AVONDALE, Ariz. — In every room of his stucco two-story house in this Phoenix suburb, Ray Harwood has a clock, or two or three — digital, satellite or with a pendulum. He keeps the time on his wrist, on counters, desks and walls, and even on his bedroom ceiling.

Harwood, 63, has a slight obsession with time and an opinion that we should stop messing with it.

He lives in one of the two states — the other is Hawaii — that don’t change their clocks twice a year for daylight saving time. And Harwood has started to wonder why other states do. In the last few years, he has become one of just a few hobbyists who are tracking the movement in states to either abolish daylight saving time or stay on it year-round.

The movement to “lock the clock” is growing as more research indicates that the biannual ritual of changing the time is not only annoying to some but harmful to public health, productivity and safety. This year, about half of states have considered or are considering time-related bills.

Bills to abolish daylight saving time have been introduced for years, and have always faced opposition, including from sport and retail industries that say the extra hour of evening sun in the summer brings them more business.

But in the past few years, more states are considering another idea: If everyone likes evening sunlight, why not stay on daylight saving time year-round? Bills have been introduced this year in at least six states — including Connecticut, Illinois, Michigan, Mississippi, New Mexico and Wyoming — that would effectively move the states to the next time zone to the east.

Under federal law, all states that choose to participate in daylight saving time must do so on the schedule set by the federal government, moving an hour ahead on the second Sunday in March and moving an hour back on the first Sunday in November.

If a state wants to be on daylight saving time year-round, it needs to change time zones.

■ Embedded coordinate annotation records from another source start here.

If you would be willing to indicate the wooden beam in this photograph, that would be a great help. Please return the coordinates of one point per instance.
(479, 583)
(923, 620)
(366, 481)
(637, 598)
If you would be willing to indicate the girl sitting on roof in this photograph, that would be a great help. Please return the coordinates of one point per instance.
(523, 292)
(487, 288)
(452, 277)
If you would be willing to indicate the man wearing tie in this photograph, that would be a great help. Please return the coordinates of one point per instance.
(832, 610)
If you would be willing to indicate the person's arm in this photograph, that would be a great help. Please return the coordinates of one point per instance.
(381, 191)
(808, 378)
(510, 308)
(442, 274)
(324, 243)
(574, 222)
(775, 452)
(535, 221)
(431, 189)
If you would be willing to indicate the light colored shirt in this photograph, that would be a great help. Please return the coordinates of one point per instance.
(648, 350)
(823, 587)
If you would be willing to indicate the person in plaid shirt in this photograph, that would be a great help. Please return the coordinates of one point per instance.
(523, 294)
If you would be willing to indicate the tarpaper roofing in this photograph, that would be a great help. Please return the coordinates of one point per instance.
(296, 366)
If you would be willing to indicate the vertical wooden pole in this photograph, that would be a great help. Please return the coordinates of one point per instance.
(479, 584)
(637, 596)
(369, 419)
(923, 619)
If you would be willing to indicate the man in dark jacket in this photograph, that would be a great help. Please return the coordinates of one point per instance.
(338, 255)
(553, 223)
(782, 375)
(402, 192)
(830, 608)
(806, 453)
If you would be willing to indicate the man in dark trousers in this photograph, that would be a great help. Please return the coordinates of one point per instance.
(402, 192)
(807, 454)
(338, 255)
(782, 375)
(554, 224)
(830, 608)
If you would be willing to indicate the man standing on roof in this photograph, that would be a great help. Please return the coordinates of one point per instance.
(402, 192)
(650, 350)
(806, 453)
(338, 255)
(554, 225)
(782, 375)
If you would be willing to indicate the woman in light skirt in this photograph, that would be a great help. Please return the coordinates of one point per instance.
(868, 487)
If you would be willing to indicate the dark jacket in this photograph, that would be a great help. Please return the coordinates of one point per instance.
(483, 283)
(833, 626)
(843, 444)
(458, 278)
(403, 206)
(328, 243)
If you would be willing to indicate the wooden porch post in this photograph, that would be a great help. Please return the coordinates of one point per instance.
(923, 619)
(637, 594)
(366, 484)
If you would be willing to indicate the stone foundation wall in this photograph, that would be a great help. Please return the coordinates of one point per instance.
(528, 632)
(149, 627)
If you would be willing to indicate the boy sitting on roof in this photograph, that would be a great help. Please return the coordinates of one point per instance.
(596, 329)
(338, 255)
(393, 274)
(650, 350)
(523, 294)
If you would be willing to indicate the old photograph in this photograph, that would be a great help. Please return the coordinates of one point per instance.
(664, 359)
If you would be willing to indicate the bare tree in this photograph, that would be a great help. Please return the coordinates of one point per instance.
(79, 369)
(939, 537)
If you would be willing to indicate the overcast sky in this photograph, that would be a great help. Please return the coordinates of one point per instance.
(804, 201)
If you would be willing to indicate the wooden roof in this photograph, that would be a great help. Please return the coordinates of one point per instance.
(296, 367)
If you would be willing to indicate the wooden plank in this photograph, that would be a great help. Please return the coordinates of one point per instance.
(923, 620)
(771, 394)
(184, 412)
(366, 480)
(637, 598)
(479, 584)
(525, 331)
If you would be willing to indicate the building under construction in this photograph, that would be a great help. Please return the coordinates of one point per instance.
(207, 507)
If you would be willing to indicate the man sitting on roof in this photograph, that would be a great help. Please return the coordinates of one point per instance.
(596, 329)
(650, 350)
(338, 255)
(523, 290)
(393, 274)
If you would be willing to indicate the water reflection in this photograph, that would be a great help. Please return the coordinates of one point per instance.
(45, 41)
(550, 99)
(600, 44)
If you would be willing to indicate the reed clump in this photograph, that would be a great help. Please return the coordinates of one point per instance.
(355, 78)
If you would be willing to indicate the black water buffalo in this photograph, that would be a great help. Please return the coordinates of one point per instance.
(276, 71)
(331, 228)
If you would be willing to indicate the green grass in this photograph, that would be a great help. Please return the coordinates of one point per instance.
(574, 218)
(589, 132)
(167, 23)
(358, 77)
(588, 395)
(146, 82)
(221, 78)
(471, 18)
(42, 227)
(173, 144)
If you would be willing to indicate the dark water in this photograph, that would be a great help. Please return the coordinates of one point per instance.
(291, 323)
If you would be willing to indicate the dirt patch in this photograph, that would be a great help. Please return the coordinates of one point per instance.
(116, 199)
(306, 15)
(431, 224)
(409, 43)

To do this, a state would need to ask Congress to approve a law, or ask the U.S. secretary of transportation for permission. Then, the state would opt out of daylight saving time and stay on the new schedule year-round. On both coasts this year, state lawmakers say they want to team up with lawmakers in other states to ask the federal government for approval.

Some lawmakers who have proposed bills, such as Republican state Rep. Peter Lucido in Michigan, say they don’t care which way their states go, as long as they stop changing the clocks. After Lucido’s bill to abolish daylight saving time faced opposition, he changed it to keep it in place year-round.

“I said either way you want to go, I’m fine with it. But let’s keep the clocks locked,” he said. “Set it and forget it.”

Countries began adopting daylight saving time in the early 1900s as a way to save energy during World War I. The U.S. followed the trend, passing a law in 1918. In 2008, a study by the U.S. Department of Energy showed that, even though nearly 100 years had passed, daylight saving time still helps save energy.

But other researchers have found that it doesn’t. And more people have started questioning the ritual in the last decade as studies have indicated that changing the clocks coincides with negative health effects such as increases in heart attacks and strokes.

The time change in the fall reduces the amount of sleep people get overnight on that Saturday by an average of 40 minutes, which affects behavior the following Monday, according to research co-authored by Christopher Barnes, an associate professor of management at the University of Washington. The loss of sleep does not equal a full hour because the data included the two states that do not participate in daylight saving time, and because some people may change their sleeping habits because of the time change, Barnes said.

Barnes said studies he has co-authored have found that on “Sleepy Monday,” work injuries increase, time spent browsing the internet while at work increases, and peoples’ ability to be aware of the decisions they are making drops. In his latest study, he found that judges hand out stricter sentences on that Monday — something he says signals that the change makes people “more emotionally reactive.”

“It wreaks havoc on all sorts of issues,” he said.

Similarly, Austin Smith, an economist at Miami University in Ohio, found in a study last year that fatal car crashes increase by 5 to 6.5 percent in the days immediately following the change.

There are some firm believers in the benefits of daylight saving time, such as David Prerau, author of the 2005 book “Seize the Daylight.” But while he supports it, he said people wouldn’t like having it year-round.

When states go off daylight saving time in November, turning the clock back makes morning come an hour later, allowing for lighter, warmer mornings. If states that make the switch were to stay on daylight saving time year-round, winter mornings would be darker and colder.

In 1974, the federal government temporarily made daylight saving time year-round in response to a severe energy crisis, and, Prerau said, it “proved to be very unpopular in the middle of the winter, because of the very dark mornings.”